Observers expect the collateral's strong credit profile—a seasoned loan pool with a weighted average credit score of 753 and high monthly free cash flow­­—to overcome potential credit challenges, such as the weak credit profile of SoFi Lending Cop., the sponsor and servicer, and its short securitization history.

To begin with Kroll Bond Rating Agency, noted that the deal, known as SCLP 2022-1S, contains only seasoned collateral, generally originated from 2018-2021. This also gives the deal a lower current loan balance, $20,988, compared with $32,006b in the SCLP 2021-1

The 28,567 loans in the pool have a weighted average original term of 61 months, with 27 months of seasoning, according to a pre-sale report from Moody's Investors Service.
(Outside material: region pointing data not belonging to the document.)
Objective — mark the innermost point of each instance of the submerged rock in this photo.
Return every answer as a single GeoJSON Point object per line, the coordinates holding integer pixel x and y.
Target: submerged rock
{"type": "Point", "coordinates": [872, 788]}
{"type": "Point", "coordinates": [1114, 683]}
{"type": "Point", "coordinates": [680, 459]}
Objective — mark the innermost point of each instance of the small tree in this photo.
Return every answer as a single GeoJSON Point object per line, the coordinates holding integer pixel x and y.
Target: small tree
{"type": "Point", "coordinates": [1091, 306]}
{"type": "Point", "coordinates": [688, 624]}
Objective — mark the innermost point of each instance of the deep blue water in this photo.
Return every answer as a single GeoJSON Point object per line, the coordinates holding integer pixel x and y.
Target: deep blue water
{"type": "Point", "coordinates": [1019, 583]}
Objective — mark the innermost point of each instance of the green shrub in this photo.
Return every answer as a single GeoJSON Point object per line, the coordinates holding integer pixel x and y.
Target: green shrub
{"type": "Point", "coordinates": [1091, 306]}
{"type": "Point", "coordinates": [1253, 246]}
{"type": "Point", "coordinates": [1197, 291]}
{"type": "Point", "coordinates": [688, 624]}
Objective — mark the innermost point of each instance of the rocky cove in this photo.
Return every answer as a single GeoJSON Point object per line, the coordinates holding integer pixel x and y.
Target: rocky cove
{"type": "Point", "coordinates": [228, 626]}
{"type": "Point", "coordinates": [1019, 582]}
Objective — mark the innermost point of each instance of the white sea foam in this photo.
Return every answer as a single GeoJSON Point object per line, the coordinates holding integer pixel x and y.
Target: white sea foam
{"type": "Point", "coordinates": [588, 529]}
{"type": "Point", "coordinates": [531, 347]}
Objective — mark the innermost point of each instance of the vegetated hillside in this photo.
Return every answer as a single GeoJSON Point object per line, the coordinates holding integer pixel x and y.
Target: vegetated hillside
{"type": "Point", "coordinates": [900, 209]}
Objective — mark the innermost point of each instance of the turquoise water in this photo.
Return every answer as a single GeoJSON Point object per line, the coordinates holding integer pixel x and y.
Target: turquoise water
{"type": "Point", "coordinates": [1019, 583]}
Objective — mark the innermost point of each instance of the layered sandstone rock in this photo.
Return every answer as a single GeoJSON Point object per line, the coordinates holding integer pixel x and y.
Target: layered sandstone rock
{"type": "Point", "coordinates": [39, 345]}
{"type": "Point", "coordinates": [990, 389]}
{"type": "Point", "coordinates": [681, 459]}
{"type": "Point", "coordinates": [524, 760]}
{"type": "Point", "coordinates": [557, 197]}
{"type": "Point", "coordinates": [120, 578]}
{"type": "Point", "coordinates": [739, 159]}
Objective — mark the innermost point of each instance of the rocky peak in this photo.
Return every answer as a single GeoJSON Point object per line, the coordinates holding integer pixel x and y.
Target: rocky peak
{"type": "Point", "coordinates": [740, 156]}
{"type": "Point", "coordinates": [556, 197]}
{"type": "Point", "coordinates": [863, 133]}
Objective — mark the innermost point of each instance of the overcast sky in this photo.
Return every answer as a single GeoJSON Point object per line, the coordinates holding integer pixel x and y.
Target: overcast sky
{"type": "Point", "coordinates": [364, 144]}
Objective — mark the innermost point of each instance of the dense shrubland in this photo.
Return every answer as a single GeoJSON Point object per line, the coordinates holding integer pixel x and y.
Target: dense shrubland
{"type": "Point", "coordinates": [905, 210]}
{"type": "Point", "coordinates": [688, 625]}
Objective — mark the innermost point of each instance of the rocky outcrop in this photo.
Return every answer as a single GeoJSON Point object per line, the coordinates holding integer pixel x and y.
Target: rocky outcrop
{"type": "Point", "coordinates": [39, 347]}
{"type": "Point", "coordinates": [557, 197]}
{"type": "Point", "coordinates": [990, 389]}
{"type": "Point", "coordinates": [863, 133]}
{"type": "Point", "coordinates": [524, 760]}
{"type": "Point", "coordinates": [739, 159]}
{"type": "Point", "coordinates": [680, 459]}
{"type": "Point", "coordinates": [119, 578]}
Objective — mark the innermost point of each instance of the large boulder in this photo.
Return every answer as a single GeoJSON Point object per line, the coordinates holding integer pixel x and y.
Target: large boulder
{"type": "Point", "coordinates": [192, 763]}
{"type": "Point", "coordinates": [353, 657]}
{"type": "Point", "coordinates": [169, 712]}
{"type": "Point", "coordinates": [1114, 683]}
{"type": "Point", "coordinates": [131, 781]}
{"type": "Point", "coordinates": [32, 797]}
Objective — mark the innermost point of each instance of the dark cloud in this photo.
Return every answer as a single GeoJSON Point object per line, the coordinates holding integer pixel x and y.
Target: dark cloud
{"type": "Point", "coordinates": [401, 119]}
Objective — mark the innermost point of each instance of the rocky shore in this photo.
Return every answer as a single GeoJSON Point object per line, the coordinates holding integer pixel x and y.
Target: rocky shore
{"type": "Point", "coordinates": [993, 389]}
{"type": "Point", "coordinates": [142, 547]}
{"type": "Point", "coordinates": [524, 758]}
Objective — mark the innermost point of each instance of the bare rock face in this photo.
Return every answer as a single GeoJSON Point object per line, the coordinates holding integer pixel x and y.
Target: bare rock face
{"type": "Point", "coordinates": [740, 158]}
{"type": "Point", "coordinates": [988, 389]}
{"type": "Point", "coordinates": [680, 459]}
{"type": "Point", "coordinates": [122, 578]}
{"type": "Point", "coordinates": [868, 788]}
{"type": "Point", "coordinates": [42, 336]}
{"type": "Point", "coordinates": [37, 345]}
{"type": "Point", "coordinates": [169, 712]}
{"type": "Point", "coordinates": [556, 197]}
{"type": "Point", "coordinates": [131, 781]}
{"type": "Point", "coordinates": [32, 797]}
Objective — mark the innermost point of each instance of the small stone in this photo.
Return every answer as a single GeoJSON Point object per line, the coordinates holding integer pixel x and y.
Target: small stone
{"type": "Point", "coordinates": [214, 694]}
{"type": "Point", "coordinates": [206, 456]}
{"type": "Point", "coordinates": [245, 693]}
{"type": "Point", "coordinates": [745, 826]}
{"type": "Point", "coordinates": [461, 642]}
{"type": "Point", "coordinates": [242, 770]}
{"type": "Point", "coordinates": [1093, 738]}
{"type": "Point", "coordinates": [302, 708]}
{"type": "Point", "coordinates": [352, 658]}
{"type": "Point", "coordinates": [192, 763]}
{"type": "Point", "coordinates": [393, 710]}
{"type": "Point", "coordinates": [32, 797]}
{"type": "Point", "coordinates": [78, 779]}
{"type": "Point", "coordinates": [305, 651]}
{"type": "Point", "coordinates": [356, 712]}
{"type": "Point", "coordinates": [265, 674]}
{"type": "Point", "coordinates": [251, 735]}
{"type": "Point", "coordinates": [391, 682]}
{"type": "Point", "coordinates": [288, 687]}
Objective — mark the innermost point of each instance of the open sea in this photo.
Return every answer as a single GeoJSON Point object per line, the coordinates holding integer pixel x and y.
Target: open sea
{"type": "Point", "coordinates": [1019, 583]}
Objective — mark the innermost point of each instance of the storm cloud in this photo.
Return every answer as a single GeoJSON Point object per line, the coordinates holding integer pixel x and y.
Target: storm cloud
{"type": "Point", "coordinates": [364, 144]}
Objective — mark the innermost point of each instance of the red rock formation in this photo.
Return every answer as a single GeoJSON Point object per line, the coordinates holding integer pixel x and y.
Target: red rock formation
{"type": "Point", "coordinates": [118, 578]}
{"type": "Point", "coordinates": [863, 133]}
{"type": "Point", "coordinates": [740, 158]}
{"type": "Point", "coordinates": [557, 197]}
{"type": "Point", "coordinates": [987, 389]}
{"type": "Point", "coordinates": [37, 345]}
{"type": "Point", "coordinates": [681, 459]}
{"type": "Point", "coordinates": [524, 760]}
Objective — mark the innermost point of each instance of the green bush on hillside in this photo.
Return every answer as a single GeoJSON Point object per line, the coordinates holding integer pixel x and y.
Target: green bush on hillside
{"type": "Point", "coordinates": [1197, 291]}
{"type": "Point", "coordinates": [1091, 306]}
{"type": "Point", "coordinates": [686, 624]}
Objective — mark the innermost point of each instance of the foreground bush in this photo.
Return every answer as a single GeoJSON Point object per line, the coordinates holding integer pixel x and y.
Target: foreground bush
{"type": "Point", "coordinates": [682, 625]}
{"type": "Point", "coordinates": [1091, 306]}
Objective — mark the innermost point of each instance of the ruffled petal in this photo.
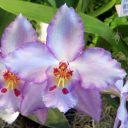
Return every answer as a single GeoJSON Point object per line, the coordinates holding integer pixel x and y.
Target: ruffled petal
{"type": "Point", "coordinates": [89, 102]}
{"type": "Point", "coordinates": [43, 32]}
{"type": "Point", "coordinates": [65, 35]}
{"type": "Point", "coordinates": [16, 34]}
{"type": "Point", "coordinates": [30, 62]}
{"type": "Point", "coordinates": [9, 100]}
{"type": "Point", "coordinates": [125, 89]}
{"type": "Point", "coordinates": [56, 98]}
{"type": "Point", "coordinates": [8, 115]}
{"type": "Point", "coordinates": [119, 85]}
{"type": "Point", "coordinates": [32, 98]}
{"type": "Point", "coordinates": [98, 69]}
{"type": "Point", "coordinates": [122, 115]}
{"type": "Point", "coordinates": [41, 115]}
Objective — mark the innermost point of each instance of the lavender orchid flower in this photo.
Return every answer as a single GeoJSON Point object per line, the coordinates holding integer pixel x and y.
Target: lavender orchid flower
{"type": "Point", "coordinates": [121, 120]}
{"type": "Point", "coordinates": [15, 93]}
{"type": "Point", "coordinates": [71, 77]}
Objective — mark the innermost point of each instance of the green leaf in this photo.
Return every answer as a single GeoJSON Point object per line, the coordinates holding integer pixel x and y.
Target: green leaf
{"type": "Point", "coordinates": [52, 3]}
{"type": "Point", "coordinates": [104, 8]}
{"type": "Point", "coordinates": [43, 13]}
{"type": "Point", "coordinates": [56, 119]}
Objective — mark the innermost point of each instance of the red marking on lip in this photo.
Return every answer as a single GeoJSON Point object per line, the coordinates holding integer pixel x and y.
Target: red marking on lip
{"type": "Point", "coordinates": [52, 88]}
{"type": "Point", "coordinates": [16, 92]}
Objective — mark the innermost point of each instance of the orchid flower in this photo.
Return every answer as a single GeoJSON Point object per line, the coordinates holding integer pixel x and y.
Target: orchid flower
{"type": "Point", "coordinates": [43, 32]}
{"type": "Point", "coordinates": [15, 93]}
{"type": "Point", "coordinates": [121, 120]}
{"type": "Point", "coordinates": [71, 76]}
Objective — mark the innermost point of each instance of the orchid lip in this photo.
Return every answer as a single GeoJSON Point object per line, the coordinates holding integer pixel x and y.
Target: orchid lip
{"type": "Point", "coordinates": [12, 81]}
{"type": "Point", "coordinates": [62, 75]}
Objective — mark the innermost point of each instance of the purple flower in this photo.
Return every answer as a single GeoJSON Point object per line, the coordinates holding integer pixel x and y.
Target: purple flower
{"type": "Point", "coordinates": [71, 77]}
{"type": "Point", "coordinates": [15, 93]}
{"type": "Point", "coordinates": [121, 120]}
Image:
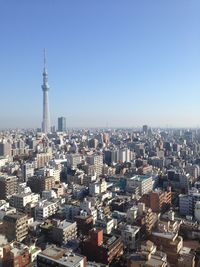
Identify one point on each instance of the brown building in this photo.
(101, 247)
(84, 223)
(41, 183)
(16, 226)
(8, 186)
(148, 256)
(158, 200)
(146, 219)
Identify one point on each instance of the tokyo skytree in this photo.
(45, 89)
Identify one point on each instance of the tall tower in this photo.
(45, 89)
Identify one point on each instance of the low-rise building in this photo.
(63, 231)
(130, 236)
(54, 256)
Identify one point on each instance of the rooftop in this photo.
(62, 256)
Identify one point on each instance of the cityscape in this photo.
(98, 196)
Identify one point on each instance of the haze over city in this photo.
(110, 63)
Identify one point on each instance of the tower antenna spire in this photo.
(44, 58)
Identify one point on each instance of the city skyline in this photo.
(110, 64)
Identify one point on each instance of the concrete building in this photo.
(16, 226)
(19, 201)
(130, 236)
(73, 160)
(5, 148)
(8, 186)
(170, 243)
(148, 256)
(55, 256)
(98, 187)
(45, 208)
(27, 170)
(63, 231)
(143, 182)
(43, 158)
(106, 223)
(41, 183)
(157, 200)
(97, 161)
(102, 248)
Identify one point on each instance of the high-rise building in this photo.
(45, 89)
(5, 149)
(8, 186)
(62, 124)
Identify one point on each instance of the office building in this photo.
(8, 186)
(62, 124)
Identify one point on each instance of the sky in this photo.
(115, 63)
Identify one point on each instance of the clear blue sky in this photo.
(110, 62)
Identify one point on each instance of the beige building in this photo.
(16, 226)
(63, 231)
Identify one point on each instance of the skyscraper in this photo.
(62, 124)
(45, 89)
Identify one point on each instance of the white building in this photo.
(130, 236)
(45, 208)
(97, 187)
(19, 201)
(143, 182)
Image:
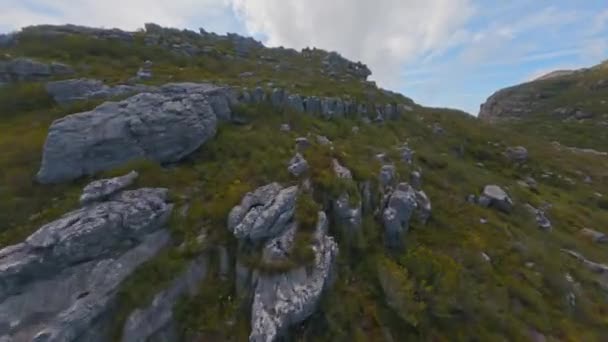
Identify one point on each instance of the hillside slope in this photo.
(568, 107)
(276, 194)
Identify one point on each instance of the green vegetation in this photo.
(439, 288)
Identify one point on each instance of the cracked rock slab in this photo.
(153, 126)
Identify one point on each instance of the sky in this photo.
(445, 53)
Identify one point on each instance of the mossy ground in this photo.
(439, 288)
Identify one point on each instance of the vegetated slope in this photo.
(469, 273)
(568, 107)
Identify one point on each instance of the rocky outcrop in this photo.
(263, 213)
(297, 165)
(347, 211)
(594, 235)
(518, 154)
(267, 216)
(326, 107)
(495, 197)
(162, 127)
(81, 259)
(102, 189)
(68, 91)
(286, 299)
(25, 69)
(155, 322)
(397, 211)
(540, 216)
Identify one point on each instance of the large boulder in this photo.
(162, 127)
(263, 213)
(25, 69)
(283, 300)
(397, 211)
(81, 259)
(103, 188)
(495, 197)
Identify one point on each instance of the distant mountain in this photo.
(555, 105)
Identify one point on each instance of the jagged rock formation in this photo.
(267, 215)
(347, 210)
(101, 189)
(538, 97)
(81, 259)
(495, 197)
(326, 107)
(162, 127)
(263, 213)
(297, 165)
(25, 69)
(282, 300)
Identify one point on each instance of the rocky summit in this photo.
(176, 185)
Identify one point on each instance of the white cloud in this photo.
(124, 14)
(385, 34)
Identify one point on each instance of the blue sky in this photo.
(450, 53)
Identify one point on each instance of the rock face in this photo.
(25, 69)
(69, 91)
(162, 127)
(346, 213)
(496, 197)
(517, 154)
(297, 165)
(283, 300)
(103, 188)
(81, 259)
(155, 322)
(267, 216)
(326, 107)
(263, 213)
(398, 210)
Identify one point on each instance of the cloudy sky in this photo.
(451, 53)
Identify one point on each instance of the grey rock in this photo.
(154, 320)
(284, 300)
(25, 69)
(279, 248)
(387, 175)
(397, 212)
(341, 171)
(264, 213)
(297, 165)
(517, 154)
(323, 140)
(407, 154)
(294, 102)
(278, 97)
(346, 214)
(103, 188)
(594, 235)
(302, 143)
(81, 259)
(540, 217)
(163, 127)
(416, 179)
(494, 196)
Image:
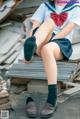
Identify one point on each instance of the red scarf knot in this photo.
(59, 19)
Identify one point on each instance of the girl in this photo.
(51, 38)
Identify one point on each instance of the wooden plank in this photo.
(65, 95)
(1, 2)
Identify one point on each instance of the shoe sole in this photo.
(29, 48)
(49, 115)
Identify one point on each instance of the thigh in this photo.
(38, 51)
(55, 49)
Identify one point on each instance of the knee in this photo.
(45, 50)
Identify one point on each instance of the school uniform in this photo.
(68, 13)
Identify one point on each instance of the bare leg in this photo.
(39, 38)
(50, 53)
(44, 31)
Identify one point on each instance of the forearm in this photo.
(65, 31)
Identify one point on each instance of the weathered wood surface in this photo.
(35, 70)
(7, 7)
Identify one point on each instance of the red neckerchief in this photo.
(59, 19)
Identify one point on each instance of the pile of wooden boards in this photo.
(35, 70)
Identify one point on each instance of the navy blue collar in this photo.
(70, 5)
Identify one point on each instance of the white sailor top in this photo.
(69, 13)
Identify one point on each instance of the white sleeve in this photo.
(76, 16)
(39, 15)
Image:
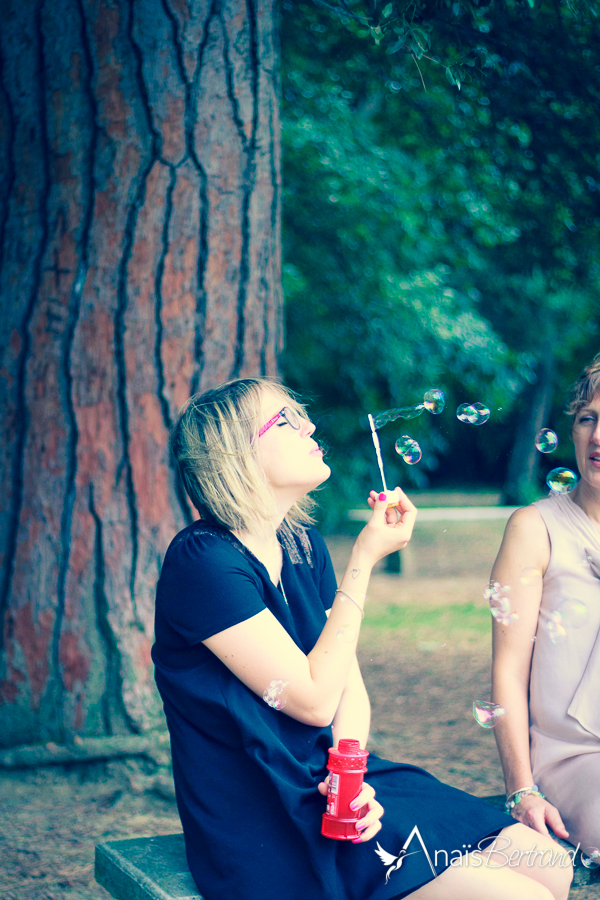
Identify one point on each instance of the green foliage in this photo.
(434, 237)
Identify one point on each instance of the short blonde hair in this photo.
(586, 386)
(215, 445)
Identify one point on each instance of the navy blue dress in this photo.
(246, 774)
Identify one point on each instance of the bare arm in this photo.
(525, 546)
(353, 715)
(259, 650)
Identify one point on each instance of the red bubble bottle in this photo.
(347, 766)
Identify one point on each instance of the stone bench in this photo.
(155, 868)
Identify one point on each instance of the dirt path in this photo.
(50, 822)
(422, 693)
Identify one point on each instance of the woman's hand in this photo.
(369, 825)
(389, 528)
(537, 813)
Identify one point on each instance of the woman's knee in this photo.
(539, 857)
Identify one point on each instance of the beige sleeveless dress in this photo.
(564, 697)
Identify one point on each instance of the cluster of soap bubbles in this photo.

"A highly seasoned pool includes loans that have demonstrated strong payment behaviors. We viewed this seasoning as a credit positive," the Moody's report said, adding that "the borrower profile is one of the strongest among the consumer loan ABS we rate."

To compensate for some of the deal's credit weaknesses, such as the weak credit profiles of the sponsor and servicer, Systems & Services Technologies will step in as the backup servicer, the rating agencies said.

Cantor Fitzgerald is among a group of banks acting as initial purchasers, which includes BofA Securities, Goldman Sachs & Co., J.P. Morgan Securities and U.S. Bancorp Investments, according to Moody's. The trust will repay notes using a turbo structure, where the trust will use available funds to pay principal on the class A notes after senior transaction fees, interest payments on the notes and reserve account replenishment, the rating agency said.  

The portfolio has a total securitized amount of $599.5 million, and the deal will issue just one class of notes, the rating agency said.

As for credit enhancement, the notes will benefit from overcollateralization of 26.61%, a non-declining cash reserve account, funded at closing, to equal 0.50% of the initial note balance. The notes will also benefit from gross excess spread, before losses, of 4.09%, KBRA said.

KBRA expects to assign 'AAA' ratings to the notes, while     

Moody's says anticipates rating the notes 'Aaa.' The notes have a legal final maturity date of April 15, 2031.